Em 2023, já avaliava que as cotações estratosféricas eram “circunstanciais” e optou por não acelerar, aproveitando o ciclo positivo para reforçar o caixa. E agora começam a usar o dinheiro.
A empresa planeja dobrar sua capacidade de produção de concentrado de espodumênio — o minério que dá origem ao carbonato e ao hidróxido de lítio usados nas baterias —, de 50 mil para 100 mil toneladas anuais, com investimentos em automação das plantas em Minas Gerais.
“Precisamos crescer agora para aproveitar quando o ciclo positivo de preços do lítio chegar”, disse o CEO, Vinicius Alvarenga, durante o evento Lithium Business Brazil, em julho.
A AMG Brasil, subsidiária da holandesa AMG Critical Materials, também atravessou o ciclo sem sobressaltos. Aproveitou o bom momento para consolidar contratos de longo prazo com clientes industriais, além de expandir a unidade de Nazareno (MG).
Geopolítica importa
Embora o lítio já não viva o auge lá de trás, ele continua sendo um insumo estratégico. Faz parte do grupo dos chamados minerais críticos — ao lado do cobre e das terras raras, que ganharam destaque repentino após o início do tarifaço de Donald Trump contra o Brasil.
A disputa global do lítio agora gira em torno de quem extrai, quem processa e quem dita os termos do mercado. Nos Estados Unidos, a prioridade passou a ser reduzir a dependência externa e recuperar o protagonismo industrial.
O governo americano vem ampliando incentivos à cadeia de minerais críticos, com novas propostas de financiamento que somam cerca de US$ 1 bilhão, voltadas à mineração, ao refino e à manufatura de insumos estratégicos dentro do país.
O lítio, listado pelo Departamento de Energia como recurso essencial à segurança nacional, faz parte do esforço de reindustrialização que também inclui parcerias com Canadá e Austrália.
A China, por sua vez, opera com vantagem. Mesmo tendo apenas a quarta maior reserva mundial de lítio, domina as etapas de refino e processamento, onde se concentra o verdadeiro poder econômico do setor.
Segundo a Agência Internacional de Energia (IEA, em inglês), China, Chile e Austrália responderam juntos por cerca de 86% do refino global de minerais para baterias em 2024 — com a China sozinha controlando mais de 60% da capacidade mundial de processamento de lítio.
Essa integração vertical — da mineração ao refino químico e à fabricação de baterias — faz de Pequim não apenas uma produtora, mas a arquiteta das margens e dos preços globais do metal.
A CATL, maior fabricante de baterias do mundo, é chinesa e protagonizou um dos principais IPOs do ano, arrecadando US$ 4,6 bilhões — um sinal de que a China ainda deve manter vantagem sobre o Ocidente por um bom tempo.

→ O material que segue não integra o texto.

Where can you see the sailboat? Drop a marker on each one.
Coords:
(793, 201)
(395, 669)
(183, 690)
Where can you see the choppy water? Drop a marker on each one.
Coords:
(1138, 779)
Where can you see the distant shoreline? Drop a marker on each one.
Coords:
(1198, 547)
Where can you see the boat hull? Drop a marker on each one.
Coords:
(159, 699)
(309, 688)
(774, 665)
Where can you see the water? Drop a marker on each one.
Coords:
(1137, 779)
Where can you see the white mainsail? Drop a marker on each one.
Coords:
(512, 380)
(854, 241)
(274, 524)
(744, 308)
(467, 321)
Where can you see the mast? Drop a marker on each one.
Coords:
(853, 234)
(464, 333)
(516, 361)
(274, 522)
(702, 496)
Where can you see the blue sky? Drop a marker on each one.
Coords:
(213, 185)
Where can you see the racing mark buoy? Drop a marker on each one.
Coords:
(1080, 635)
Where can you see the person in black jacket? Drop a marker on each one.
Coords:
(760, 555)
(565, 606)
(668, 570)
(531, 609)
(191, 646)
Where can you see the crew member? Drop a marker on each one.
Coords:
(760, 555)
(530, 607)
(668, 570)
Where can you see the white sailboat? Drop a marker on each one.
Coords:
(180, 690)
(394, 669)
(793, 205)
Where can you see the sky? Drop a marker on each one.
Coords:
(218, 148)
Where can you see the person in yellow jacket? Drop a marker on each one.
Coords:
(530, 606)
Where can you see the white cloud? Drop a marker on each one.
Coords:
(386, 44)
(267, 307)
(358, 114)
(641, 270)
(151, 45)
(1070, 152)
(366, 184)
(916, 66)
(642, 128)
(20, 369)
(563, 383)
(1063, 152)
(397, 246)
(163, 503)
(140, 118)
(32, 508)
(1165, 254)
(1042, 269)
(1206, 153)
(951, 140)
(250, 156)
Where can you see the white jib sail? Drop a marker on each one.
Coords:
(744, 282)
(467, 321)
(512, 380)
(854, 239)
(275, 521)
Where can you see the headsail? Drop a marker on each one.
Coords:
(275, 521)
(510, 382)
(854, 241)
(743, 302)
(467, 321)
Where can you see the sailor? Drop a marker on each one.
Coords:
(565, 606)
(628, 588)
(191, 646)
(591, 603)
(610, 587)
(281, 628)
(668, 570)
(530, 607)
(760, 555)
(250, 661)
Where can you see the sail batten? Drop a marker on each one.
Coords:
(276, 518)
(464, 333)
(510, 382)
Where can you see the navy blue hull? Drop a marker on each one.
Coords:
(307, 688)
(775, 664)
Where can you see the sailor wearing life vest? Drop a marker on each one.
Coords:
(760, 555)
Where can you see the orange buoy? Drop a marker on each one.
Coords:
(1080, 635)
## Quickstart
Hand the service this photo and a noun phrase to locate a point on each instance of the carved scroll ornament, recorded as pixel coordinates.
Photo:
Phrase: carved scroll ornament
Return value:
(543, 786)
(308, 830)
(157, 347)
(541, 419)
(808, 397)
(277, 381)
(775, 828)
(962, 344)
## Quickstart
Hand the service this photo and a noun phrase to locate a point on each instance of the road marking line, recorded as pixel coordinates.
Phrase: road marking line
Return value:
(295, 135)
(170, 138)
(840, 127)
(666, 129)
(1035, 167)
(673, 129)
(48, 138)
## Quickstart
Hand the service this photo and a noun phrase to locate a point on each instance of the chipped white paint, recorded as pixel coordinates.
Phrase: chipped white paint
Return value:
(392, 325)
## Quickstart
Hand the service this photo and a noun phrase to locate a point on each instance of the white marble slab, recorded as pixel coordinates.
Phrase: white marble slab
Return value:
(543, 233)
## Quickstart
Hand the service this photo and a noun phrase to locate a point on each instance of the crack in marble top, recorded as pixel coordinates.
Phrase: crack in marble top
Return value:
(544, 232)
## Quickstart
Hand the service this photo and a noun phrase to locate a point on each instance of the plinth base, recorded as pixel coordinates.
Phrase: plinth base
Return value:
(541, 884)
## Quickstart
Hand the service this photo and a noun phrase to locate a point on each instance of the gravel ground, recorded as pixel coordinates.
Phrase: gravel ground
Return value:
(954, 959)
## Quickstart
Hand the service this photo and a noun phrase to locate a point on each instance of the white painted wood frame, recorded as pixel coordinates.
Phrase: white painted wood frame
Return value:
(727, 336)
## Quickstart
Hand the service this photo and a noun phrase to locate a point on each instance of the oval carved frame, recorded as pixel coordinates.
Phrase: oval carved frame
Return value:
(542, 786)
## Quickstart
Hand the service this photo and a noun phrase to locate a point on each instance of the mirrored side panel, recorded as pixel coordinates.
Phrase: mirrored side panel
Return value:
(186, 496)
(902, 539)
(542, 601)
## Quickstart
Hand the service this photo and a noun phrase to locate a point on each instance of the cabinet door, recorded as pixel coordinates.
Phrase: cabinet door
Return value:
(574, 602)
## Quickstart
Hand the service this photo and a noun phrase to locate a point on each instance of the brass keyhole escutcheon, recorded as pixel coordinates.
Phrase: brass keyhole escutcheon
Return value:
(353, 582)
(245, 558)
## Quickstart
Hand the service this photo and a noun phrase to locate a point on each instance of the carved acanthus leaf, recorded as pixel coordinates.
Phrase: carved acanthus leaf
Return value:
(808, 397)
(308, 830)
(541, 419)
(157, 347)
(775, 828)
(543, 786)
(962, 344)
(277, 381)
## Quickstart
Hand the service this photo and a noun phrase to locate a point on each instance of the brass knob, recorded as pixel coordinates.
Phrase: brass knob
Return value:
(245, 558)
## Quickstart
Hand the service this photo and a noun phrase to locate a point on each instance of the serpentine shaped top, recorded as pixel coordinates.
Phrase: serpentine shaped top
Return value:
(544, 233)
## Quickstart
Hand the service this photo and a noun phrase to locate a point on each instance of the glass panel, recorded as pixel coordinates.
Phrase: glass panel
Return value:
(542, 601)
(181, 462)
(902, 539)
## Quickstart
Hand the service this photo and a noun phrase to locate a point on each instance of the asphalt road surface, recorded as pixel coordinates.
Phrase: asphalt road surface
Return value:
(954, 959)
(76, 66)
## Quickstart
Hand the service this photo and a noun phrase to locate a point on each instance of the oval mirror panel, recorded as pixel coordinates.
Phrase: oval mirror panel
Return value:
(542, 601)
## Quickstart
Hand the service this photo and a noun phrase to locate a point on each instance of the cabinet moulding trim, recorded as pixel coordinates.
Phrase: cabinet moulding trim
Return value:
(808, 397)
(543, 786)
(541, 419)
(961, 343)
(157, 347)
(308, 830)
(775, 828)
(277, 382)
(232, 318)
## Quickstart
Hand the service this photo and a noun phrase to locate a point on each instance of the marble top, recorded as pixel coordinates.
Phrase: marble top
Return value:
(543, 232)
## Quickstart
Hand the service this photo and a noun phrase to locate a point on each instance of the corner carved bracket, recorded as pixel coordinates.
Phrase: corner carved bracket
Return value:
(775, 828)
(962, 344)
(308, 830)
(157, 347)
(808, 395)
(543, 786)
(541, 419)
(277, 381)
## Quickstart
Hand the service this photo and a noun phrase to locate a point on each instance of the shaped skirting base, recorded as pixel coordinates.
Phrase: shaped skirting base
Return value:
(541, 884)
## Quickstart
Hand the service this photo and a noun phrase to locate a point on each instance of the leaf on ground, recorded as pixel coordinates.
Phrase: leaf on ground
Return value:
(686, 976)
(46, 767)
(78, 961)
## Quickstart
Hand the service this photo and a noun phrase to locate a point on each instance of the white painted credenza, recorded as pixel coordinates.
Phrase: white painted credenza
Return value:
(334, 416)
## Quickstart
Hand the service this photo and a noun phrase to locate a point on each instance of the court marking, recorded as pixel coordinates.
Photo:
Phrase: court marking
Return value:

Na América do Sul, que abriga parte das maiores reservas mundiais de lítio, a narrativa é outra: não basta ter minério — é preciso escala, infraestrutura e contratos de longo prazo (“offtake”) que sustentem os investimentos. A Bolívia tenta revisar acordos com China e Rússia para atrair capital americano, enquanto Chile e Argentina buscam parcerias internacionais para consolidar investimentos.
O Brasil, que entrou na corrida como “novo polo”, agora enfrenta a ressaca do mercado: os investimentos em lítio andam de lado, enquanto as terras raras ganham protagonismo, mas essa é outra história.